Another merit of Bloodline is its ability to provoke the nostalgia of both the Original and Prequel Trilogy through the appearance of Han Solo and the posthumous recording of Bail Organa's message to his beloved adopted daughter. In Bloodline, Han keeps doing what he is best known all this while; Leia's soulmate and guardian angel while still maintaining his charm of a risk taker, adrenaline junkie and a cynical to Leia's loyalty to the Senate. As well as Han's brief physical presence in Bloodline, Leia's video chats with him drives home the point that their love for each other evolves beautifully since Return of the Jedi. Han's support for Leia in her times for a shoulder to cry on and Leia's thoughts for their only son, Ben Solo and her estranged brother Luke helps her to stay afloat in the midst of the multiple crises that she's facing. And while Leia rejoices at the chance to hear her adopted father's voice again, the recording of Bail's message serves as a double-edge sword as her adversaries in the Centrist sect, especially Carise uses it against Leia to neutralize Leia's rising popularity in both the galaxy and her campaign for the position of the First Senator.

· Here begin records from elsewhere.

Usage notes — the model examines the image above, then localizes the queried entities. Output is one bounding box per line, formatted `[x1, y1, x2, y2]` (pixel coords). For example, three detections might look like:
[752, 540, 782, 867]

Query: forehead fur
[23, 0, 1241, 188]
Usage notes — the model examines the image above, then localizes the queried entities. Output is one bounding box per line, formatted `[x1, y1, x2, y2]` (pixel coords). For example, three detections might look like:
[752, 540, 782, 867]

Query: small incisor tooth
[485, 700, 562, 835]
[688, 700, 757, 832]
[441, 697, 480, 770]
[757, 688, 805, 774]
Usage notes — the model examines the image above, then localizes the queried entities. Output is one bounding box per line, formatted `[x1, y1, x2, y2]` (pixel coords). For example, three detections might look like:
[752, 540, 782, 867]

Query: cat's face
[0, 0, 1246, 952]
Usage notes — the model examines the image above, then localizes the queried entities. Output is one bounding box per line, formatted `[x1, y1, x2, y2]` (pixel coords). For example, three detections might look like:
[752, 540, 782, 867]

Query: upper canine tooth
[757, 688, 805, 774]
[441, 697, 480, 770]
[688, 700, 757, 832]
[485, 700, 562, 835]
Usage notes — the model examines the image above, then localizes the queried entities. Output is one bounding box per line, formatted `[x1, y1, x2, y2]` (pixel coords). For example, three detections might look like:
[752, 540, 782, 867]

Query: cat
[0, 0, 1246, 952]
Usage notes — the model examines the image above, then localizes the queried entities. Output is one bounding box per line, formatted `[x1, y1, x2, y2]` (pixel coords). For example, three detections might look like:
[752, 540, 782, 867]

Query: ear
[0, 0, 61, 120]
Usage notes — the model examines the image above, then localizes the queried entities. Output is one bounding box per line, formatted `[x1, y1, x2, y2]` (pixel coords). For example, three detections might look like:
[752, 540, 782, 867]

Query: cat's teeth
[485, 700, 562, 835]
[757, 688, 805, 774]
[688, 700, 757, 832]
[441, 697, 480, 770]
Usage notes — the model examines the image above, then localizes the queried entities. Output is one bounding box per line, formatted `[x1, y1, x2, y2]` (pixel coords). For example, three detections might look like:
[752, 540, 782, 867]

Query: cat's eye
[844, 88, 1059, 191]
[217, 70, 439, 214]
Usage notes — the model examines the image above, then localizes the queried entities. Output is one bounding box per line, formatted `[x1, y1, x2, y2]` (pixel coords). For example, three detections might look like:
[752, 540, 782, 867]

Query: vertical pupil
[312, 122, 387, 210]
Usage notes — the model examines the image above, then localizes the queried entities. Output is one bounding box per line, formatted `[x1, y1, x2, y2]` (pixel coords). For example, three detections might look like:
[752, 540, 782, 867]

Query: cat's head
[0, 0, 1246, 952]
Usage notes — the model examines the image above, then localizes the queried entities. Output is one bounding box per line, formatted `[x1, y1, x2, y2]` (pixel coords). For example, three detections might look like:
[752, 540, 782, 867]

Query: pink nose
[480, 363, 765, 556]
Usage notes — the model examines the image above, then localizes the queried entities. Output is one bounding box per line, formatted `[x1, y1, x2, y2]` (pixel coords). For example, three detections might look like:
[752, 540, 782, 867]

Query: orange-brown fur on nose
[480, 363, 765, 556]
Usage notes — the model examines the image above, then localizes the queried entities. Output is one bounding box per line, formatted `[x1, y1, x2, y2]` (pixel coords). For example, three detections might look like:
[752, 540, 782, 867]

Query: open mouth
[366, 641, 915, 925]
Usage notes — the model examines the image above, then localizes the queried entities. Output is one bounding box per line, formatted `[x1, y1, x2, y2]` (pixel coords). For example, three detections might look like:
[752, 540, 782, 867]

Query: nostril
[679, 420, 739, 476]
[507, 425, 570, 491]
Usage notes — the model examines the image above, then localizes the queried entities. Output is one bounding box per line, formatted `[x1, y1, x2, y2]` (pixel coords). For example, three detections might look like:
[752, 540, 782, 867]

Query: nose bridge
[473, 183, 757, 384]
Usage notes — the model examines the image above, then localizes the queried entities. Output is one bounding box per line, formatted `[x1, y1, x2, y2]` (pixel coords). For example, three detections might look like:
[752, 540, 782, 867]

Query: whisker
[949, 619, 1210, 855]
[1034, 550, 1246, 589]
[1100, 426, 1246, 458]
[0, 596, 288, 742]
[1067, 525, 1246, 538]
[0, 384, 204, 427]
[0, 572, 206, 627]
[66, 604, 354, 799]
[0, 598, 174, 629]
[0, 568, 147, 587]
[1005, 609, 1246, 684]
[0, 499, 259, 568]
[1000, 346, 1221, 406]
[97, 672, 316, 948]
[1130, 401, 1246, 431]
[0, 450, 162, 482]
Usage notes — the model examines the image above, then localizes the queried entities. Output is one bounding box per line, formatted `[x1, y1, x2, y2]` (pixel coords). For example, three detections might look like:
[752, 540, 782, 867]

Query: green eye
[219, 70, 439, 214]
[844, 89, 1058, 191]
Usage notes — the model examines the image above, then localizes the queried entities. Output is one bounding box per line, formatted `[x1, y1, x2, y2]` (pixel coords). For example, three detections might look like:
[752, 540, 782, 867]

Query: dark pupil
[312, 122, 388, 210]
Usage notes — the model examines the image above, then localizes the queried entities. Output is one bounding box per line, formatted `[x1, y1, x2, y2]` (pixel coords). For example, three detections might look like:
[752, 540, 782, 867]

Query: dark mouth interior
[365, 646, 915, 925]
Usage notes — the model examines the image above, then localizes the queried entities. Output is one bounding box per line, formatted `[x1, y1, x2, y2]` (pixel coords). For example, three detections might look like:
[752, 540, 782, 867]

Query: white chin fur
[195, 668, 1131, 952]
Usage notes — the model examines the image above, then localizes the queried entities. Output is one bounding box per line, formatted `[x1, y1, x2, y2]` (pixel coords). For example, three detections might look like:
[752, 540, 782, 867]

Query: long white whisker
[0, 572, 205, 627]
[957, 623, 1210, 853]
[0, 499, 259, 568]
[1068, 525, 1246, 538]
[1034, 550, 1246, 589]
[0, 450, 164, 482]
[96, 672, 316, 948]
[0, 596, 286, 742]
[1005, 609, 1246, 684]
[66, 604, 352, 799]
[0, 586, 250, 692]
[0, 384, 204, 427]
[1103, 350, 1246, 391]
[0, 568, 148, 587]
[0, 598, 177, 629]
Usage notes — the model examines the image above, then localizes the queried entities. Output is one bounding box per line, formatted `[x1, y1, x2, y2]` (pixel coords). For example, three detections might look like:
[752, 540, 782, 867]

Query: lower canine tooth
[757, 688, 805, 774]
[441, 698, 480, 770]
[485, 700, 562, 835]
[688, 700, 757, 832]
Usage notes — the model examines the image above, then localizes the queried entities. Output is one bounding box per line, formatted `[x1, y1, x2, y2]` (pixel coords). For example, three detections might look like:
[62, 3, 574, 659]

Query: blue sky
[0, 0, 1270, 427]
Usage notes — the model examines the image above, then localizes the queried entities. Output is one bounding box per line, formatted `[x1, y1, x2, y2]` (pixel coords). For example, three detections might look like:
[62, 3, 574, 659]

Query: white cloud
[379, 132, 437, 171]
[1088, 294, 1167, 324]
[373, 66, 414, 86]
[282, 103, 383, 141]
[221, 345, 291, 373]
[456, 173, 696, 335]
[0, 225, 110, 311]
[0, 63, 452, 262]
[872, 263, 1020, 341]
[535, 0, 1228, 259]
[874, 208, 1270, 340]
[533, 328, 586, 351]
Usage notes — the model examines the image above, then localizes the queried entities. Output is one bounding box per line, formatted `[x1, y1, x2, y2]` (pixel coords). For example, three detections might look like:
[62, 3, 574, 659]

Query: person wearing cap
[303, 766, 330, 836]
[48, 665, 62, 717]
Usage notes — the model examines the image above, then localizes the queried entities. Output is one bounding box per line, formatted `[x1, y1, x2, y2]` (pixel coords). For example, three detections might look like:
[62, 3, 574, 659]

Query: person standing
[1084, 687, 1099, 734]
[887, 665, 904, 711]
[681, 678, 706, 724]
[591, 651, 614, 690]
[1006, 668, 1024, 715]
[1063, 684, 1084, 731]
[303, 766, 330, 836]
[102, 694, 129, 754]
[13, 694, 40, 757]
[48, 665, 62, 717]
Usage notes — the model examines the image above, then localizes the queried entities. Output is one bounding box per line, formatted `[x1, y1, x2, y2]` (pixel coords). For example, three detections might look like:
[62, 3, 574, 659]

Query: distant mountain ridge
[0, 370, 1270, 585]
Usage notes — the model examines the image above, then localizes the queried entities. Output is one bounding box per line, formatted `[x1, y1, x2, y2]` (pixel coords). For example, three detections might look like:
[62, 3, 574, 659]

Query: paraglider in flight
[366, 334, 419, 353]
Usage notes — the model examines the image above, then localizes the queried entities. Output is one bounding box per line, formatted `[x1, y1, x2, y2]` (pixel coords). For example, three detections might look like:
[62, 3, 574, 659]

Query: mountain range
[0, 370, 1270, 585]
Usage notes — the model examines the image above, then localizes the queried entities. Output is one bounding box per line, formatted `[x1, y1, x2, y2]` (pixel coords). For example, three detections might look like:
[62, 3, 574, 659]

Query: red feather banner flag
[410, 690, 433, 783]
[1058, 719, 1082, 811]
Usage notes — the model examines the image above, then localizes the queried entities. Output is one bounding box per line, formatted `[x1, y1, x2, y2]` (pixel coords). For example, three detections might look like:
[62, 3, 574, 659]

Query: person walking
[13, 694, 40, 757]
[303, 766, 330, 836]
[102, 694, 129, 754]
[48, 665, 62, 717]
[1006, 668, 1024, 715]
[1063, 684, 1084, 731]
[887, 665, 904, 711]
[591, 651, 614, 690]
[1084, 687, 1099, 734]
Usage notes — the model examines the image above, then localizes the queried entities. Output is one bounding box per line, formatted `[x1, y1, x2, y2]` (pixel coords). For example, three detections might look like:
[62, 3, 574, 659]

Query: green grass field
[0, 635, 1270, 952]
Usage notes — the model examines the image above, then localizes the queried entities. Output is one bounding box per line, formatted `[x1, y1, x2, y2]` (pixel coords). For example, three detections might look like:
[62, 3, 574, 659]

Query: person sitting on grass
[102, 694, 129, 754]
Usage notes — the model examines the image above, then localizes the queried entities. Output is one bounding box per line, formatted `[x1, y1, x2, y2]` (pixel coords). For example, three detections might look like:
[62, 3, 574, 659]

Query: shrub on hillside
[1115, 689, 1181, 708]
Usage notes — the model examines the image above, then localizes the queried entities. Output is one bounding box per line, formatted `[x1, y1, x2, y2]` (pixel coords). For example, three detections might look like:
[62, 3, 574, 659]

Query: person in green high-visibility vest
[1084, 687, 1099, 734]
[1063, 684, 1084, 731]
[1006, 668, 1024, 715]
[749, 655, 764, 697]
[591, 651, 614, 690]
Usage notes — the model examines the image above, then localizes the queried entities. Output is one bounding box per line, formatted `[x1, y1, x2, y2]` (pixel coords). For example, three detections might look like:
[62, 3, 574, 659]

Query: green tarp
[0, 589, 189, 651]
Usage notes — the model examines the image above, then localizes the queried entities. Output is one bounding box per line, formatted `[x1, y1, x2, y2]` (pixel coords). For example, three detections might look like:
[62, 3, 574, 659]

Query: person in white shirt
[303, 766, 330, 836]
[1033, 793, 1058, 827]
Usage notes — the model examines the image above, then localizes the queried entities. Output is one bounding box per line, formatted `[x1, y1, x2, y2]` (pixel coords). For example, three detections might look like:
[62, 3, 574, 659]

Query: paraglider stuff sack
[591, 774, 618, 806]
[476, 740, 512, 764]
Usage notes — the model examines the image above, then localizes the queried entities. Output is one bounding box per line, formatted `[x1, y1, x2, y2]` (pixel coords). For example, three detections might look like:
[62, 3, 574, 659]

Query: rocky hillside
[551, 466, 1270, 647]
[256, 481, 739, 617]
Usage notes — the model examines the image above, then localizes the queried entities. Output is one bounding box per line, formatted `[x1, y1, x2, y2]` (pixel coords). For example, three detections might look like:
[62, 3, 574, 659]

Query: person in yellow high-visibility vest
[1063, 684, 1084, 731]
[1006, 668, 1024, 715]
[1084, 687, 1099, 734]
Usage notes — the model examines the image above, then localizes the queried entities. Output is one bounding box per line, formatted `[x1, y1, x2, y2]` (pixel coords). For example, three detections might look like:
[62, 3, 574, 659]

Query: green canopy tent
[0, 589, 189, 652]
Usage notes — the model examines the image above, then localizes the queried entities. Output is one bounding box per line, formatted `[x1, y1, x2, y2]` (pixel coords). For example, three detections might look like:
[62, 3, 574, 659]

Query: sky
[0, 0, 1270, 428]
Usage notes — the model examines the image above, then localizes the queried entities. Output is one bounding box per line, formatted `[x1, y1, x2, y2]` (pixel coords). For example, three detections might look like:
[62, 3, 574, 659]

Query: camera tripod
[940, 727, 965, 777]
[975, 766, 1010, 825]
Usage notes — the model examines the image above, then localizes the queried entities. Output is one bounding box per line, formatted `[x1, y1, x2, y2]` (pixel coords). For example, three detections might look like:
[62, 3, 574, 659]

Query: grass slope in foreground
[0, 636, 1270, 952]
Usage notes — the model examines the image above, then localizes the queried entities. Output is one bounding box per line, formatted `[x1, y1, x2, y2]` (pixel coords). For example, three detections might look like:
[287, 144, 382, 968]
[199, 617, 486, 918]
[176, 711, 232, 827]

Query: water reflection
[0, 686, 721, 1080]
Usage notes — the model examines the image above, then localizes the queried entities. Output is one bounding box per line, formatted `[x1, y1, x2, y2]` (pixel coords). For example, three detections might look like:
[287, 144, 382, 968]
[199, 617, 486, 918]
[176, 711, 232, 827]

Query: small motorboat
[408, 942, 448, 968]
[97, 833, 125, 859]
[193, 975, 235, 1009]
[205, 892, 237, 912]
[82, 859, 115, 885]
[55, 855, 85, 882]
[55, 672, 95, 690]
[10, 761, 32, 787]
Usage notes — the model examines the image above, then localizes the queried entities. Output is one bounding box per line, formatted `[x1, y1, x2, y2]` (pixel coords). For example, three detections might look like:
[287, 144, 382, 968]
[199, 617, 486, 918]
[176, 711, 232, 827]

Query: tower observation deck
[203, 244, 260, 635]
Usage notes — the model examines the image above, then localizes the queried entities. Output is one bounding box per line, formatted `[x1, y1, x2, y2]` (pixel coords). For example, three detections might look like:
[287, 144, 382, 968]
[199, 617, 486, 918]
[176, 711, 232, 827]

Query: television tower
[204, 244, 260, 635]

A bonus with Bloodline; every now and then, original characters from The Force Awakens make a cameo. These kind of character appearances lend Bloodline a significant prequel vibe to The Force Awakens, even though they don't impart any weight to the course of the narrative in the book. Coming across the likes of Temmin Wexley, Ello Asty, Dr Harter Kalonia, Korr Sella and Ben Solo in the pages of Bloodline never fails to geek me out at seeing these characters again in the print.
Even with the lack of action sequences in Bloodline (if memory serves, there is not even a single mention of lightsaber), Bloodline deserves its place among other Star Wars canon material. Through its brisk pacing rooted in political intrigues and conspiracies, Bloodline presents a fresh look into the state of the galaxy leading up to the events in The Force Awakens. The shortage of light comedy and fun moments is a perfect fit for a narrative that focus on Leia's personal struggles during her twilight years in politics.
Besides being a perfect lead up to The Force Awakens, I feel the influence of Bloodline will extend beyond Episode VII, as the confirmed director of Episode VIII, Rian Johnson has contributed his own creative inputs into the narrative of Bloodline. I'm keeping my fingers crossed in seeing the supporting cast of Bloodline to make their comeback together with the top-billed cast in the upcoming Episode VIII.
Furthermore, I'm looking forward to more Star Wars material from Claudia Gray. Her work in Bloodline and Lost Stars should have cemented her position as one of the Star Wars authors to look out for in the future.